Acórdão do Supremo Tribunal de Justiça
Processo:
062820
Nº Convencional: JSTJ00005923
Relator: JOAQUIM DE MELO
Descritores: INVESTIGAÇÃO DE PATERNIDADE
CASO JULGADO PENAL
RECURSO DE REVISTA
ALEGAÇÕES
MATERIA DE FACTO
Nº do Documento: SJ196912160628202
Data do Acordão: 12/16/1969
Votação: UNANIMIDADE
Referência de Publicação: BMJ N192 ANO1970 PAG265
Texto Integral: N
Privacidade: 1
Meio Processual: REVISTA.
Decisão: NEGADA A REVISTA.
Indicações Eventuais: CIT RLJ ANO63 PAG6. LUIS OSORIO COM CODIGO PROCESSO PENAL V2 PAG481.

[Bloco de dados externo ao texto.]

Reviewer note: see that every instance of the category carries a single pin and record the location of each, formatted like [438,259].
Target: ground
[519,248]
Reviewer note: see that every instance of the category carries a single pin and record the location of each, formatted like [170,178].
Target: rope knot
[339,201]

Área Temática: DIR CIV - DIR FAM.
DIR PROC CIV.
Legislação Nacional:
Jurisprudência Nacional:
Sumário : I - Se, em acção de investigação de paternidade ilegitima, se tiver provado que o reu foi condenado por estupro da mãe do autor, por meio de promessas de casamento - o que significa que esta era, então, virgem -, que as relações sexuais entre esta e aquele se repetiram, ate cerca de seis ou sete meses antes de o autor nascer, no decurso de namoro com incessantes promessas de casamento por ele a ela feitas, e que o reu não provou, como alegara, que a mãe do autor lhe tivesse sido infiel ou leviana, e de concluir que esta so com o investigado manteve relações sexuais durante esse namoro.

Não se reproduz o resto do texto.